Dentro de unos minutos veré dos nuevos capítulos de la serie británica, con una copa de vino en la mesita junto al sofá y el señor Gris roncando levemente a mis pies. Seguramente es el mejor momento de mis semanas actuales, como lo era hace treinta años.

Cita anual

El miércoles dejé el televisor prendido para que el señor Gris se sintiera menos solo y por si me reconocía entre la masa, aunque su atención jamás se pose en ese aparato.

Caminé cincuenta minutos hacia el oeste, haciendo una breve parada en el Turó Parc, a mitad de trayecto, para comer una manzana del pasado verano. Dejé atrás el complejo comercial de Illa Diagonal todavía con tráfico fluido en la acera. Pero al llegar a las torres negras de La Caixa formábamos un tremendo banco de peces blaugrana acercándonos al santuario.

Una vez al año, mi padre me invita a presenciar un partido de fútbol. Normalmente son encuentros de la liga española y tenemos predilección por la lucha contra el Real Madrid o el Español, a los que ganamos de manera natural en campo propio. Esta fue la primera convocatoria para competición europea.

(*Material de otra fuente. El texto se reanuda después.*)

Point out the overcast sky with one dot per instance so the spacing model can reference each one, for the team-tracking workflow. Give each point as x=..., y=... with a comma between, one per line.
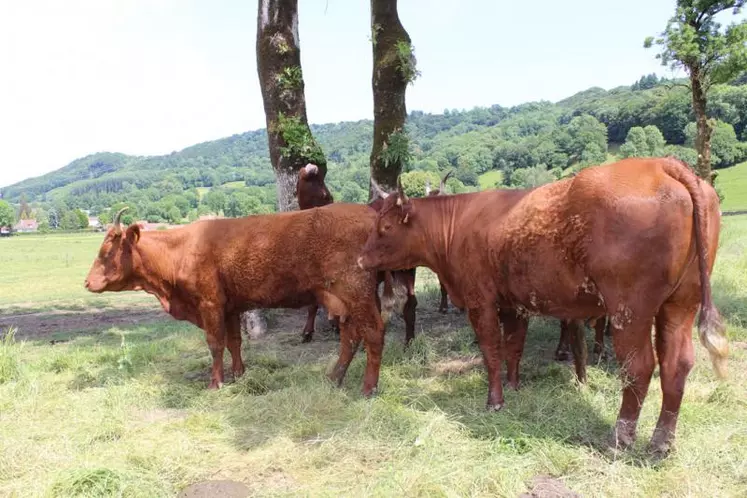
x=152, y=76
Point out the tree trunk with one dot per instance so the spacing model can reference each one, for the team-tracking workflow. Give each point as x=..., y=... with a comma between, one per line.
x=703, y=125
x=292, y=145
x=393, y=69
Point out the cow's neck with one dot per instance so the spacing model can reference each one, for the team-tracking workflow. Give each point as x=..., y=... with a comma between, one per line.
x=435, y=221
x=155, y=263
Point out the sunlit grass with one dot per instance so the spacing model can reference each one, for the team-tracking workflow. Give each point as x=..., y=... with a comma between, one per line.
x=125, y=412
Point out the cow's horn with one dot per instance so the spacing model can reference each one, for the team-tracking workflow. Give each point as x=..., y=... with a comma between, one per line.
x=379, y=191
x=401, y=190
x=117, y=224
x=443, y=182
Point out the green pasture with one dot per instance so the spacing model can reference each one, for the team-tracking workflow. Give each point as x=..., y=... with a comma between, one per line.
x=123, y=410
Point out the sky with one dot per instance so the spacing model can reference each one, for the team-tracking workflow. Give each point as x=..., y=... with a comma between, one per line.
x=147, y=77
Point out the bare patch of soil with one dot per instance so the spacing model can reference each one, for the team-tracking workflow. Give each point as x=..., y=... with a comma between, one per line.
x=39, y=325
x=549, y=487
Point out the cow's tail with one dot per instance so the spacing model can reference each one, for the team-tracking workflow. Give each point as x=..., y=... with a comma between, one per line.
x=710, y=326
x=388, y=300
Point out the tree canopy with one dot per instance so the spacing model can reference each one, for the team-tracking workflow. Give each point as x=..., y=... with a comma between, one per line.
x=233, y=176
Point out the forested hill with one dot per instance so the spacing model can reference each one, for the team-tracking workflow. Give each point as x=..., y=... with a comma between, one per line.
x=527, y=144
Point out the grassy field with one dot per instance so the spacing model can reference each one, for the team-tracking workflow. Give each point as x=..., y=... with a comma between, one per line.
x=47, y=272
x=490, y=179
x=733, y=184
x=122, y=409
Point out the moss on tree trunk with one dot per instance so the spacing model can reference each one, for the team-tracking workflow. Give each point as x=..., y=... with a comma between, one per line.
x=292, y=145
x=703, y=126
x=393, y=69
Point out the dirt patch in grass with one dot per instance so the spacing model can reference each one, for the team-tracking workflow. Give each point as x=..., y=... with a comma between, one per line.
x=548, y=487
x=43, y=324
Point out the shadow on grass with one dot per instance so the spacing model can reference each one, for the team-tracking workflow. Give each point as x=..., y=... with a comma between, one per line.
x=279, y=395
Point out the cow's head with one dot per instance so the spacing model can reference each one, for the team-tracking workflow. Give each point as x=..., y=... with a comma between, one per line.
x=310, y=188
x=440, y=190
x=112, y=268
x=390, y=245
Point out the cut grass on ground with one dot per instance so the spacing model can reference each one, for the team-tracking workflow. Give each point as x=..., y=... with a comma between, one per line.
x=125, y=412
x=733, y=185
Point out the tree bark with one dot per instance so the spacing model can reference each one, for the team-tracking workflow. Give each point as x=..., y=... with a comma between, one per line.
x=393, y=70
x=703, y=126
x=292, y=145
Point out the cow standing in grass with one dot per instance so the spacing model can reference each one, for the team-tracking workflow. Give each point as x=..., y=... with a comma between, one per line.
x=635, y=240
x=311, y=191
x=443, y=306
x=211, y=271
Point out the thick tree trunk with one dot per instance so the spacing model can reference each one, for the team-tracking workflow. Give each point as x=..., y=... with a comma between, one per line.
x=393, y=69
x=292, y=145
x=703, y=126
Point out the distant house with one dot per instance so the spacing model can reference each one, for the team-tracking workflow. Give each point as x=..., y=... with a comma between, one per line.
x=26, y=226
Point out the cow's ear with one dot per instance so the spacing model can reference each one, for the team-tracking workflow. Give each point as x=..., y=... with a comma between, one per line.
x=408, y=211
x=133, y=233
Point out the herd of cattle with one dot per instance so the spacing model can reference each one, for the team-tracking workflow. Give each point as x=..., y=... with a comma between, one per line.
x=627, y=245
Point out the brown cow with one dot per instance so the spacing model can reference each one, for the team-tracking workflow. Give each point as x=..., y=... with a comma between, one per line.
x=632, y=240
x=601, y=326
x=444, y=305
x=311, y=191
x=211, y=271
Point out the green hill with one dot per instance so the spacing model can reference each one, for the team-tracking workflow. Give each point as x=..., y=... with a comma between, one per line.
x=732, y=182
x=482, y=146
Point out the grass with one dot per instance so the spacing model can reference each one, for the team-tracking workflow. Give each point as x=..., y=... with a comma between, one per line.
x=47, y=272
x=125, y=412
x=733, y=184
x=491, y=179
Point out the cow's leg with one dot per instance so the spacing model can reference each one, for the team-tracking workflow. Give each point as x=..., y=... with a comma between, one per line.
x=562, y=352
x=635, y=356
x=674, y=348
x=370, y=326
x=409, y=309
x=444, y=306
x=514, y=334
x=233, y=343
x=213, y=322
x=484, y=321
x=599, y=330
x=577, y=338
x=349, y=343
x=308, y=330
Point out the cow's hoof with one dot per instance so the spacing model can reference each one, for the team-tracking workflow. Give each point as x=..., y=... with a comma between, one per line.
x=623, y=436
x=661, y=444
x=494, y=407
x=562, y=356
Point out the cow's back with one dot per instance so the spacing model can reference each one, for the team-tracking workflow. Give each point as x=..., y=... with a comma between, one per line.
x=592, y=239
x=282, y=259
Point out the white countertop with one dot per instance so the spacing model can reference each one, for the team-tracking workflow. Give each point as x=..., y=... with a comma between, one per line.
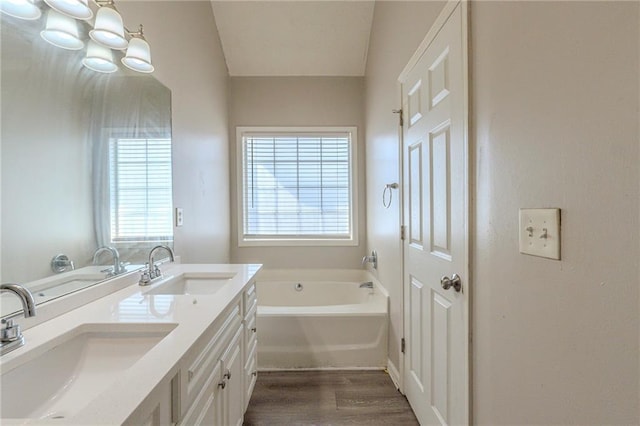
x=193, y=314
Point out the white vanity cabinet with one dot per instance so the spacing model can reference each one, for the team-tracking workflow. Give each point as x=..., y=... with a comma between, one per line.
x=218, y=374
x=250, y=342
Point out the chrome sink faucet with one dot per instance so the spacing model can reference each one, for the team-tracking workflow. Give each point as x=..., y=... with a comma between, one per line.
x=153, y=271
x=118, y=268
x=10, y=334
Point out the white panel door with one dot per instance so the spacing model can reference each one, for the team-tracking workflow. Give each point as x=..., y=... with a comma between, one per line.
x=436, y=373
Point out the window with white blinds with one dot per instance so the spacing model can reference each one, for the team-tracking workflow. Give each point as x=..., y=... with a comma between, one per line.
x=140, y=190
x=297, y=186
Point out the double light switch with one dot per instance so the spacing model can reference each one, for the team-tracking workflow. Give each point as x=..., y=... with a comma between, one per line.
x=540, y=232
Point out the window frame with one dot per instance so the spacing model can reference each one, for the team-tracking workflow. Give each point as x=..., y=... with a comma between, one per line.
x=288, y=241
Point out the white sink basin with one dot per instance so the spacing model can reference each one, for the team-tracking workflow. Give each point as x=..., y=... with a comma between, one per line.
x=74, y=368
x=193, y=283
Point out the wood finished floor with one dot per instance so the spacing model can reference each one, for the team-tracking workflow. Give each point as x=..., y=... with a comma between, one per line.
x=327, y=398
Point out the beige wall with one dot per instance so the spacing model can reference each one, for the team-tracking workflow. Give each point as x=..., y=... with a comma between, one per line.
x=398, y=28
x=297, y=101
x=188, y=58
x=555, y=116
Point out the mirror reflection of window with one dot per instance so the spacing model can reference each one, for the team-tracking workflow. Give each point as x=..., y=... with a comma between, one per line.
x=140, y=190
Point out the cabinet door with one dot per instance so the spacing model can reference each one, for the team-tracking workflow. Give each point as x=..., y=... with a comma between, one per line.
x=233, y=394
x=207, y=408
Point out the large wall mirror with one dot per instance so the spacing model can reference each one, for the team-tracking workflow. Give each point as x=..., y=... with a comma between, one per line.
x=86, y=164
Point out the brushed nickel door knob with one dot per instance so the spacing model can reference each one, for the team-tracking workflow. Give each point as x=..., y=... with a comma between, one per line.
x=454, y=282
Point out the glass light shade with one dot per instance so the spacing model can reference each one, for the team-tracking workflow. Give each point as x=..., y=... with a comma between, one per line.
x=109, y=29
x=99, y=58
x=138, y=57
x=62, y=31
x=23, y=9
x=78, y=9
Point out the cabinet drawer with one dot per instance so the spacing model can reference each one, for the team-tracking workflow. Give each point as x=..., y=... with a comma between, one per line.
x=199, y=367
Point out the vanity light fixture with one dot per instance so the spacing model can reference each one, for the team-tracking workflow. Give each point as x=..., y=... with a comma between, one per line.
x=99, y=58
x=78, y=9
x=109, y=28
x=138, y=57
x=62, y=31
x=22, y=9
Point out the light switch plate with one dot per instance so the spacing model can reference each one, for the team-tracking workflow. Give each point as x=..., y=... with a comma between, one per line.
x=540, y=232
x=179, y=216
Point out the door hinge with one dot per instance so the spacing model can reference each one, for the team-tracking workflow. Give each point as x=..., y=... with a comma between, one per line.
x=399, y=112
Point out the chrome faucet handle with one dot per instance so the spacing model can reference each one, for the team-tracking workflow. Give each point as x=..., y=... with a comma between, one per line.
x=10, y=335
x=373, y=259
x=145, y=276
x=10, y=332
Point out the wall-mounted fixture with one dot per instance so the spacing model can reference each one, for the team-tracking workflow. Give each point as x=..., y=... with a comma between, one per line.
x=373, y=259
x=61, y=263
x=107, y=35
x=108, y=29
x=62, y=31
x=22, y=9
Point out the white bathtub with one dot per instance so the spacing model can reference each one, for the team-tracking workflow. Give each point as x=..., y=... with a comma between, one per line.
x=320, y=319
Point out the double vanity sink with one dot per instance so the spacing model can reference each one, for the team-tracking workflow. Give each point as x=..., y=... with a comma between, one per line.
x=100, y=361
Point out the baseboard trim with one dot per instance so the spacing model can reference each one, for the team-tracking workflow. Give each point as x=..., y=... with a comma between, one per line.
x=393, y=373
x=271, y=369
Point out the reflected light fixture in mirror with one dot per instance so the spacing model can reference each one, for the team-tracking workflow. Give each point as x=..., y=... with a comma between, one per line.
x=109, y=29
x=99, y=58
x=138, y=57
x=22, y=9
x=62, y=31
x=78, y=9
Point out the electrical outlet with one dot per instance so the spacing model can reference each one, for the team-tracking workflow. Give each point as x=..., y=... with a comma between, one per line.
x=179, y=216
x=540, y=232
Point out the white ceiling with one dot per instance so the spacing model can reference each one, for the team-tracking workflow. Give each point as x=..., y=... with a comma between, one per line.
x=295, y=38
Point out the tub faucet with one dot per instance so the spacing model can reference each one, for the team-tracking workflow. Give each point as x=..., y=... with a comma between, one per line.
x=153, y=271
x=10, y=334
x=373, y=259
x=118, y=268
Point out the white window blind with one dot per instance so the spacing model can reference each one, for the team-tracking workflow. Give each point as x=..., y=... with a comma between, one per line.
x=140, y=190
x=297, y=186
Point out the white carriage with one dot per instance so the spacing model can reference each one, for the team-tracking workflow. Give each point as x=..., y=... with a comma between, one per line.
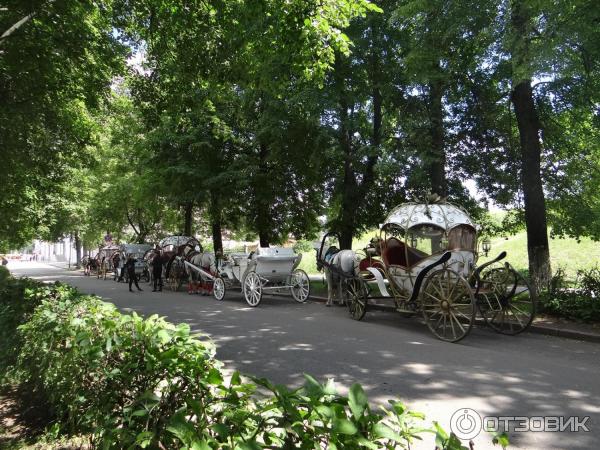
x=266, y=269
x=425, y=260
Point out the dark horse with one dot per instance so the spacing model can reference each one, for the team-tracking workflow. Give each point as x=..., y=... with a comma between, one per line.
x=89, y=263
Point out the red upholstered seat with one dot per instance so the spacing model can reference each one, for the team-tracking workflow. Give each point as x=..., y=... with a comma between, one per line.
x=395, y=254
x=365, y=263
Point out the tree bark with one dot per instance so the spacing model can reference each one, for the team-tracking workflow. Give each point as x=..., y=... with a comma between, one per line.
x=77, y=250
x=531, y=180
x=188, y=219
x=353, y=192
x=263, y=217
x=436, y=157
x=349, y=183
x=215, y=217
x=531, y=150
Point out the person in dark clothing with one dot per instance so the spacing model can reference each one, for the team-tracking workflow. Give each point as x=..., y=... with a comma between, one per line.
x=157, y=274
x=130, y=267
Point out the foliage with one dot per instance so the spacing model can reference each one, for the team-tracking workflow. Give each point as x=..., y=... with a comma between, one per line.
x=54, y=69
x=133, y=382
x=579, y=300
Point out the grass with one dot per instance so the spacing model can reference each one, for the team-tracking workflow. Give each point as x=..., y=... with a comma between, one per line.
x=566, y=253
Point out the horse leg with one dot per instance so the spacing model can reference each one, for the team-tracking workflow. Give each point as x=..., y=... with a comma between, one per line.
x=340, y=294
x=330, y=287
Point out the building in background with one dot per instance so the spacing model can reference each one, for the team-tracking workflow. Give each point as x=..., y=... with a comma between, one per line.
x=61, y=251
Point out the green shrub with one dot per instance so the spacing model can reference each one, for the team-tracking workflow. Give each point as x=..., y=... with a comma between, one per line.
x=579, y=300
x=129, y=382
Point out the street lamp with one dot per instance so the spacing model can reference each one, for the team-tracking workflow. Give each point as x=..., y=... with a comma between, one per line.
x=413, y=241
x=486, y=246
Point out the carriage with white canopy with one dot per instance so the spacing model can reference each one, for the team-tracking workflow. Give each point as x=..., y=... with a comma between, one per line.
x=425, y=260
x=272, y=269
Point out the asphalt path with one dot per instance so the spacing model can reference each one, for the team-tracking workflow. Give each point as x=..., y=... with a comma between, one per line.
x=528, y=375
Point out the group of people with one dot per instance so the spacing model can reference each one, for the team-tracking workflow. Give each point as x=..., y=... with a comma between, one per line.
x=129, y=268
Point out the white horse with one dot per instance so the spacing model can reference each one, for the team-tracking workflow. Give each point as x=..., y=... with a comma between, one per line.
x=199, y=283
x=340, y=264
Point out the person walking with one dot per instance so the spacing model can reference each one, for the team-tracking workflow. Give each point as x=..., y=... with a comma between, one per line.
x=130, y=267
x=157, y=273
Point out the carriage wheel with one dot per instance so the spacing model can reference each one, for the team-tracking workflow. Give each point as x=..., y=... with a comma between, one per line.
x=506, y=301
x=300, y=285
x=219, y=288
x=448, y=305
x=356, y=295
x=252, y=289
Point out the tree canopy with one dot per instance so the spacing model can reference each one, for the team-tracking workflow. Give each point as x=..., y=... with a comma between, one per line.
x=151, y=117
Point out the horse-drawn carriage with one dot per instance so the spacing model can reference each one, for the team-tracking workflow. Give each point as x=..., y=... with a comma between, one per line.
x=425, y=261
x=171, y=254
x=137, y=252
x=266, y=269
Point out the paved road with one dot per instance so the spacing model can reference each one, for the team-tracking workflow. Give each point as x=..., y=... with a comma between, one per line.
x=392, y=357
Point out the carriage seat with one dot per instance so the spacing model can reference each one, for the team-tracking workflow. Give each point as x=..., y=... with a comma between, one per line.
x=330, y=253
x=395, y=254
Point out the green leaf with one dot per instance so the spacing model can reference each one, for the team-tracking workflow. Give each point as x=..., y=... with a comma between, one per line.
x=501, y=439
x=221, y=430
x=381, y=430
x=236, y=379
x=214, y=376
x=163, y=336
x=344, y=426
x=200, y=445
x=357, y=400
x=144, y=439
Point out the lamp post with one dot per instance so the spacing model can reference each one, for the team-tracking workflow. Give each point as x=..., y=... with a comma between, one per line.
x=486, y=246
x=413, y=241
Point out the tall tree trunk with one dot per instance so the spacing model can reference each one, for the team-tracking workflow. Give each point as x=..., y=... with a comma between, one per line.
x=188, y=216
x=215, y=225
x=263, y=214
x=529, y=128
x=77, y=250
x=533, y=191
x=436, y=158
x=349, y=184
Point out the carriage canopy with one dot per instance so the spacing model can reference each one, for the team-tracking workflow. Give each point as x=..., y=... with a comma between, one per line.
x=443, y=215
x=136, y=250
x=177, y=241
x=432, y=228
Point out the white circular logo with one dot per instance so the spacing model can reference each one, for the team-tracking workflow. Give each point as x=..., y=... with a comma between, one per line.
x=465, y=423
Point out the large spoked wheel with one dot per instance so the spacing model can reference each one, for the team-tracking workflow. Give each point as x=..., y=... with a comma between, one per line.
x=252, y=289
x=219, y=288
x=448, y=305
x=300, y=285
x=356, y=296
x=506, y=301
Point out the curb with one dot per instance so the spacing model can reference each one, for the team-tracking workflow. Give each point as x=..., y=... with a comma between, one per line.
x=535, y=329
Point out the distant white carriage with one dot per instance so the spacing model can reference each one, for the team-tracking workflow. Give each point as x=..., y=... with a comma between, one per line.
x=266, y=269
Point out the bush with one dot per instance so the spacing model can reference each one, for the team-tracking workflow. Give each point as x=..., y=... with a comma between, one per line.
x=579, y=301
x=129, y=382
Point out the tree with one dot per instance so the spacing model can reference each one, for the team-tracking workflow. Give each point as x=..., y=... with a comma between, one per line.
x=56, y=63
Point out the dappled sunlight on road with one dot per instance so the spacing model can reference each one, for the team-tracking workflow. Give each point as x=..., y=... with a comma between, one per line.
x=391, y=356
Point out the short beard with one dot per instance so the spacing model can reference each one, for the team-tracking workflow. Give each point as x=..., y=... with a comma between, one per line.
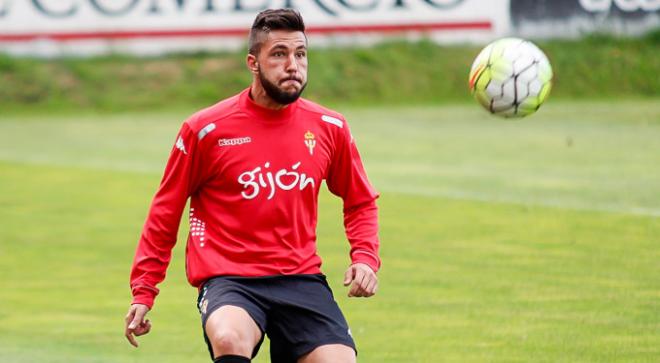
x=276, y=94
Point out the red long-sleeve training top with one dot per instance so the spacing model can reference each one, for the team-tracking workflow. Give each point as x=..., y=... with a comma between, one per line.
x=253, y=175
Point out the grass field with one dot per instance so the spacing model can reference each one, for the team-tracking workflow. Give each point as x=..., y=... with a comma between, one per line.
x=502, y=241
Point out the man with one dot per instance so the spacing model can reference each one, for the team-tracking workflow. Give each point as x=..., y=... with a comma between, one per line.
x=253, y=166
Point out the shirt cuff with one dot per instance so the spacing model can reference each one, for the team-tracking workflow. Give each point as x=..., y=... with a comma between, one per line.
x=366, y=257
x=144, y=295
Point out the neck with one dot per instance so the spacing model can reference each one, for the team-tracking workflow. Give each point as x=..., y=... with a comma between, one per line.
x=261, y=98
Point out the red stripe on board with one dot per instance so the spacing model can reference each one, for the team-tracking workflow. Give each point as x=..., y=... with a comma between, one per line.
x=384, y=28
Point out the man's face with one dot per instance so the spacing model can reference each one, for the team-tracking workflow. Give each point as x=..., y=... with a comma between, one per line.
x=282, y=65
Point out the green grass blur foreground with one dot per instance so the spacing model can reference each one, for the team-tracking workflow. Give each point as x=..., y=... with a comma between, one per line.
x=391, y=73
x=503, y=241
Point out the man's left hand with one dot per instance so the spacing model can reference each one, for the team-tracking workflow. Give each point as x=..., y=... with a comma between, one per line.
x=364, y=279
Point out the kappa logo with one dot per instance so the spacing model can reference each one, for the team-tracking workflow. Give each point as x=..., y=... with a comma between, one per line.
x=179, y=145
x=234, y=141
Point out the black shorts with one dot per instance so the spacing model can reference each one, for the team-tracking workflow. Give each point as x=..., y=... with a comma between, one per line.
x=297, y=312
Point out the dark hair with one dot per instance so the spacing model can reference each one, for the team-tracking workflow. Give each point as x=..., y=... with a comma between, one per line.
x=273, y=19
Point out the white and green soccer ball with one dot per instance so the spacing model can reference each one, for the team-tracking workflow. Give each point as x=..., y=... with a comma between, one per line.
x=511, y=77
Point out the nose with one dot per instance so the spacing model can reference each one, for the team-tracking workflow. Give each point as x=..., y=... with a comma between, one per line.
x=291, y=64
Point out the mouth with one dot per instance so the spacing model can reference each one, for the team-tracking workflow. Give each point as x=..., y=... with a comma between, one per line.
x=291, y=80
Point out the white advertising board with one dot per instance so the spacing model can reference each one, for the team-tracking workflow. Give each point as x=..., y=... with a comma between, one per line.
x=86, y=27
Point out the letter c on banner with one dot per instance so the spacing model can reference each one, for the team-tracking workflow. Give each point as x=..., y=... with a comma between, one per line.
x=61, y=14
x=105, y=11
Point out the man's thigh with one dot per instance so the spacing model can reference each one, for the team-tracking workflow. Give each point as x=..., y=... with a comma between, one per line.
x=232, y=322
x=304, y=318
x=330, y=353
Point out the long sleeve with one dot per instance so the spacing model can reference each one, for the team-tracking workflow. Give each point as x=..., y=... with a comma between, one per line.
x=348, y=179
x=160, y=230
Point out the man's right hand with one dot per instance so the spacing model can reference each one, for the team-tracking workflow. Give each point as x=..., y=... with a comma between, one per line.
x=135, y=323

Los hinchas del Benfica rondaban, como tiburones saciados, frente al edificio de la Maternitat donde nació el pequeño Hayden hace cuatro años y donde me esperaba mi padre recién llegado en el autocar de su peña desde la tierra de la niebla.

La tercera gradería presentaba muchos asientos libres, así que cometimos el error de sentarnos sobre la portería para tener una visión más centrada del encuentro. Lo que ganamos en vista lo perdimos en oído porque los adolescentes sentados a nuestra espalda no pararon de silbar, gritar y aplaudir durante noventa minutos a medio centímetro de nuestros pabellones auditivos.

Mi padre no se disgustó porque vive en la profunda paz del campo y el contraste le resulta atractivo. Pero yo añoré los cláxones de los coches en los atascos, los taladros de las máquinas excavadoras que perforan los cimientos para un nuevo edificio frente al mío, las sirenas de las ambulancias que son como susurros enamorados en comparación con las gargantas de aquellos malcriados con bufandas de mi equipo.

Algunos estudios científicos aseguran que a mayor concentración de personas, menor es el coeficiente intelectual de los asistentes.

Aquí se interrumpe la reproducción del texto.